Facebookowi nie udaje się wykryć brutalnej mowy nienawiści w reklamach przesyłanych przez grupy non-profit

Test nie mógł być dużo prostszy — a Facebook nadal nie powiódł się. Facebook i jego spółka macierzysta Meta po raz kolejny wypadli w teście, jak dobrze potrafią wykryć mowę nienawiści w oczywisty sposób zawierającą przemoc w reklamach przesłanych na platformę przez organizacje non-profit Global Witness i Foxglove.

Nienawistne wiadomości koncentrowały się na Etiopii, gdzie wewnętrzne dokumenty uzyskane przez demaskatora Frances Haugen wykazały, że nieskuteczna moderacja Facebooka „dosłownie podsyca przemoc etniczną”, jak powiedziała w swoim zeznaniu przed Kongresem w 2021 roku. W marcu Global Witness przeprowadził podobny test z mową nienawiści w Myanmarze, którego Facebook również nie wykrył.

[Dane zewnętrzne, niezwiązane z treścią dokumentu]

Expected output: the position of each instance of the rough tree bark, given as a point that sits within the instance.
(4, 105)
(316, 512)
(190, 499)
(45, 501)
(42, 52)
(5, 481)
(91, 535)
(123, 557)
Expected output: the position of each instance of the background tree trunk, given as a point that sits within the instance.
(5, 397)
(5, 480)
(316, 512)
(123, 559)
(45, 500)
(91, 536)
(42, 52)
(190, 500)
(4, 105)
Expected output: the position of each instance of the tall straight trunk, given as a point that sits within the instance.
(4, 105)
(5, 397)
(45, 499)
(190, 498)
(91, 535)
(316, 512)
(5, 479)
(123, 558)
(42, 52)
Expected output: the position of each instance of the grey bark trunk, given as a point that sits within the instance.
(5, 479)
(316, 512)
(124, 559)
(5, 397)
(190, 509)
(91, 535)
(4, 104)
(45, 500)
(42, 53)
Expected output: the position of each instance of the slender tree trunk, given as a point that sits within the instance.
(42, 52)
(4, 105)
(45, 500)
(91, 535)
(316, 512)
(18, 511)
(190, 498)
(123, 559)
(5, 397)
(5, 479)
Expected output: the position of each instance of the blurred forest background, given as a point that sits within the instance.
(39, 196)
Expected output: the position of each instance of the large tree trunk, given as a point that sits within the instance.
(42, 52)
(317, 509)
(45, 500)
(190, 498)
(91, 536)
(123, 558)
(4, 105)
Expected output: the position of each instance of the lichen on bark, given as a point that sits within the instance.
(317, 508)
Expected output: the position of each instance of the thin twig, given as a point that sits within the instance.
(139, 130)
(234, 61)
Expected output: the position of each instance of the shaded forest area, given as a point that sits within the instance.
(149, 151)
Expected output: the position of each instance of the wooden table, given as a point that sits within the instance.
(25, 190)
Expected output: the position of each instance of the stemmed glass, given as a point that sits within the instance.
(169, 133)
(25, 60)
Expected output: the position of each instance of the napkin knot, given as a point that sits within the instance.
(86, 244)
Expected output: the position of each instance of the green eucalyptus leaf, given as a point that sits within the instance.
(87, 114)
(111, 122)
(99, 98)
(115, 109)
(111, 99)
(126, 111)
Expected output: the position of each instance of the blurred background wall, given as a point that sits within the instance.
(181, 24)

Grupa stworzyła 12 reklam tekstowych, które wykorzystywały odczłowieczającą mowę nienawiści, by nawoływać do mordowania ludzi należących do każdej z trzech głównych grup etnicznych Etiopii – Amhara, Oromo i Tigrayans. Systemy Facebooka zatwierdziły reklamy do publikacji, tak samo jak zrobiły to z reklamami Myanmaru. Reklamy w rzeczywistości nie były publikowane na Facebooku.

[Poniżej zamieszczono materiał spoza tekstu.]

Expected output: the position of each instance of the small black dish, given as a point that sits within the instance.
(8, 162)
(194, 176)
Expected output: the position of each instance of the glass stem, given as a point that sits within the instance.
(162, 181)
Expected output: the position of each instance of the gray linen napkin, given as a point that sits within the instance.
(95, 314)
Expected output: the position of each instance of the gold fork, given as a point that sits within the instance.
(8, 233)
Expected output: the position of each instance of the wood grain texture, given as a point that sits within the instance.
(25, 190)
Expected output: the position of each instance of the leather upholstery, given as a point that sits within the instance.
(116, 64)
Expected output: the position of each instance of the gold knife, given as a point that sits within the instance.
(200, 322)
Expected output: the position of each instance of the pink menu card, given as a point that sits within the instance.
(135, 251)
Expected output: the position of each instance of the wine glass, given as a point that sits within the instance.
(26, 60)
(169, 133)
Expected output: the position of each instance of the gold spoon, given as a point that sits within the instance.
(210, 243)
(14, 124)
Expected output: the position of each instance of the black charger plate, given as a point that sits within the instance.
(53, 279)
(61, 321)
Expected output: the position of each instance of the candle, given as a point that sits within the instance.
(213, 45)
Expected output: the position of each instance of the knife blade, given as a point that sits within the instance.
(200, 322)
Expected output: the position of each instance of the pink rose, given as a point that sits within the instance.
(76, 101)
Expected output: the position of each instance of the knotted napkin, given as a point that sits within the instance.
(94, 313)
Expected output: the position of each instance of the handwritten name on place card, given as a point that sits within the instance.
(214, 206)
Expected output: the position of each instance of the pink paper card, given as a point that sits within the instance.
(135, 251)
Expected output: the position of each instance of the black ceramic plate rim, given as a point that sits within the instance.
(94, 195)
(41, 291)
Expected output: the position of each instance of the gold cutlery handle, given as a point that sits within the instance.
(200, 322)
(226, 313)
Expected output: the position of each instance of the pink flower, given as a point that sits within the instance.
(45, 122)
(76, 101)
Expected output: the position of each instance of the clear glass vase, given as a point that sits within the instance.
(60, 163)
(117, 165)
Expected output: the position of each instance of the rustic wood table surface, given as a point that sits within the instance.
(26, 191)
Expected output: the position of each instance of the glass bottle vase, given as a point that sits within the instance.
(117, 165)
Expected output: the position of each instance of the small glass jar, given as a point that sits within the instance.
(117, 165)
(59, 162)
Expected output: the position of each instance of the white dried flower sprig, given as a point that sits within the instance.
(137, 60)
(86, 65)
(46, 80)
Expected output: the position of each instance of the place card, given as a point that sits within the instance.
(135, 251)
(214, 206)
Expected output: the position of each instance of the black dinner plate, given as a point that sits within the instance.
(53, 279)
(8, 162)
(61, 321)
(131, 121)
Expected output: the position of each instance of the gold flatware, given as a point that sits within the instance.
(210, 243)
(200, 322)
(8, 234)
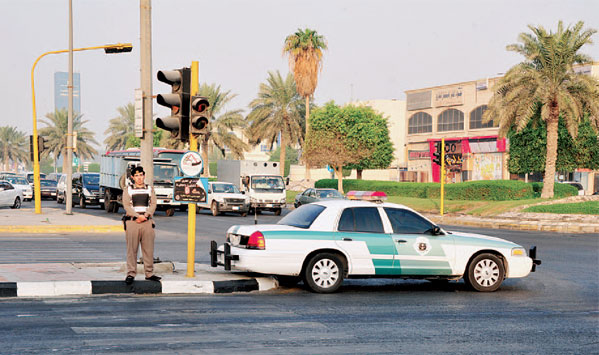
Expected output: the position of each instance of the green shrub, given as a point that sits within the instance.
(490, 190)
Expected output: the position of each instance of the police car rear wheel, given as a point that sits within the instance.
(485, 273)
(324, 273)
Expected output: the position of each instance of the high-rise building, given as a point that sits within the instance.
(61, 91)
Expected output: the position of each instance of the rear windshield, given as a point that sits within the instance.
(302, 217)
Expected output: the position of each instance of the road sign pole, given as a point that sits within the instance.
(191, 208)
(442, 173)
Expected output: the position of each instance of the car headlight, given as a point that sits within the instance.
(518, 252)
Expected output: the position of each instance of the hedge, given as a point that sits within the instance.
(492, 190)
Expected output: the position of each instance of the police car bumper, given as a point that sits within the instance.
(252, 260)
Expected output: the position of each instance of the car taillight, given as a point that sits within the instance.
(256, 241)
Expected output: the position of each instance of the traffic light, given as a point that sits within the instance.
(41, 146)
(199, 115)
(437, 153)
(178, 101)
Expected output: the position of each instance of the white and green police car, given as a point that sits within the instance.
(325, 242)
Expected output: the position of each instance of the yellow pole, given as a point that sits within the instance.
(191, 208)
(36, 163)
(442, 173)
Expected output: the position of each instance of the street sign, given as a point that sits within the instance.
(190, 189)
(139, 117)
(192, 164)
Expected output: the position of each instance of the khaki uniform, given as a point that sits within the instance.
(139, 201)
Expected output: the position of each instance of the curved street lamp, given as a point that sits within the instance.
(109, 49)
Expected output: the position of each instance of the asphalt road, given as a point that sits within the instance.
(553, 311)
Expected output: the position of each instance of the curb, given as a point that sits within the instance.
(62, 228)
(84, 288)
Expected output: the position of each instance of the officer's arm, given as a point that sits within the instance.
(152, 207)
(127, 204)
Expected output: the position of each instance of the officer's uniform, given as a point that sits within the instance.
(139, 201)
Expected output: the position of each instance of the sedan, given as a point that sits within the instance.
(9, 195)
(324, 242)
(313, 195)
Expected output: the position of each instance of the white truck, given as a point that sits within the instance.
(225, 197)
(114, 169)
(260, 180)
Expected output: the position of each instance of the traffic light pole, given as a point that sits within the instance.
(191, 208)
(147, 140)
(442, 173)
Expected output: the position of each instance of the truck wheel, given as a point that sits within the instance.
(214, 208)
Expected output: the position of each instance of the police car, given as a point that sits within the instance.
(324, 242)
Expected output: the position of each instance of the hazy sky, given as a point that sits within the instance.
(377, 49)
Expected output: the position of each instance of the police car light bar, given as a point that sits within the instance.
(367, 195)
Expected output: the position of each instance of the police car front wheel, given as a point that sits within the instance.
(485, 273)
(324, 273)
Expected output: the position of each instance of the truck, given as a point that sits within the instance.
(116, 168)
(260, 180)
(225, 197)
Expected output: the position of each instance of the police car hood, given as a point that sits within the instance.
(482, 237)
(249, 229)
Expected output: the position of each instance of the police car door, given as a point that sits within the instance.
(419, 252)
(362, 236)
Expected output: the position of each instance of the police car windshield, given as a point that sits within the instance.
(269, 183)
(302, 217)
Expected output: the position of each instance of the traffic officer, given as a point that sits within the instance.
(139, 201)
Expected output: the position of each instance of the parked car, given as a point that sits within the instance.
(20, 182)
(54, 176)
(61, 188)
(47, 189)
(576, 185)
(324, 242)
(313, 195)
(9, 195)
(86, 189)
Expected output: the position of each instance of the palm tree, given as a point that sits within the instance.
(13, 146)
(276, 111)
(547, 79)
(304, 48)
(120, 128)
(222, 125)
(55, 134)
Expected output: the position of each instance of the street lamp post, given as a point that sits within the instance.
(109, 49)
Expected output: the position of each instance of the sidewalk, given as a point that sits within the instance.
(54, 220)
(77, 279)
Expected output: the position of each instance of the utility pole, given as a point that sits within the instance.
(147, 141)
(69, 156)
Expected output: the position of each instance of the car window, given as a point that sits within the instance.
(302, 217)
(361, 219)
(404, 221)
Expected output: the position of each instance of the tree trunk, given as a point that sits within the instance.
(549, 178)
(307, 175)
(282, 156)
(339, 171)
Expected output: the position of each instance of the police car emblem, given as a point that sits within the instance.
(422, 245)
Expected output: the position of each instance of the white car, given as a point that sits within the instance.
(324, 242)
(21, 182)
(9, 195)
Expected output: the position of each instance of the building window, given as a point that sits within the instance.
(420, 122)
(476, 118)
(450, 120)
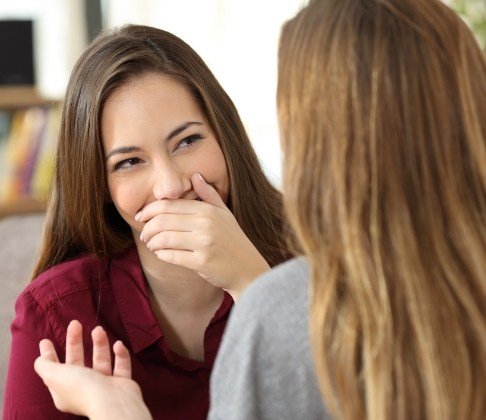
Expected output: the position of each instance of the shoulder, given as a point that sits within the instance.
(264, 368)
(65, 279)
(287, 283)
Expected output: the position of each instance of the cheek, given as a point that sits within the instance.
(215, 172)
(126, 196)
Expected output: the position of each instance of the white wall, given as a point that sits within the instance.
(238, 39)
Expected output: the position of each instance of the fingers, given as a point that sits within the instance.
(205, 191)
(182, 258)
(47, 350)
(184, 241)
(48, 356)
(123, 364)
(167, 222)
(101, 351)
(167, 207)
(74, 344)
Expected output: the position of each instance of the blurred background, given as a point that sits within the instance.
(41, 40)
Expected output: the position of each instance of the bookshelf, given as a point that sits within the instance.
(31, 127)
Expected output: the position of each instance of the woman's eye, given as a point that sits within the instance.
(188, 141)
(126, 163)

Tym razem jednak grupa poinformowała Metę o niewykrytych naruszeniach. Firma stwierdziła, że ​​reklamy nie powinny były zostać zatwierdzone i zwróciła uwagę na pracę, jaką wykonała, aby złapać nienawistne treści na swoich platformach.

Tydzień po otrzymaniu wiadomości od Meta firma Global Witness przesłała do zatwierdzenia jeszcze dwie reklamy, ponownie zawierające rażącą mowę nienawiści. Zatwierdzono dwie reklamy napisane w języku amharskim, najczęściej używanym w Etiopii.

Meta powiedział, że reklamy nie powinny były zostać zatwierdzone.

„Dużo zainwestowaliśmy w środki bezpieczeństwa w Etiopii, dodając więcej pracowników posiadających lokalną wiedzę specjalistyczną i budując naszą zdolność do wyłapywania nienawistnych i podżegających treści w najczęściej używanych językach, w tym w języku amharskim” – poinformowała firma w e-mailowym oświadczeniu, dodając, że maszyny a ludzie wciąż mogą popełniać błędy. Oświadczenie było identyczne z tym, które otrzymał Global Witness.

„Wybraliśmy najgorsze przypadki, jakie mogliśmy wymyślić” – powiedziała Rosie Sharpe, działaczka w Global Witness. „Te, które powinny być najłatwiejsze do wykrycia przez Facebooka. To nie był zakodowany język. To nie były gwizdki na psy. Były to wyraźne stwierdzenia mówiące, że ten typ osoby nie jest człowiekiem lub że tego typu ludzie powinni zostać zagłodzeni na śmierć”.

Meta konsekwentnie odmawia podania liczby moderatorów treści w krajach, w których angielski nie jest językiem podstawowym. Obejmuje to moderatorów w Etiopii, Birmie i innych regionach, w których materiały zamieszczone na platformach firmy zostały powiązane z przemocą w świecie rzeczywistym.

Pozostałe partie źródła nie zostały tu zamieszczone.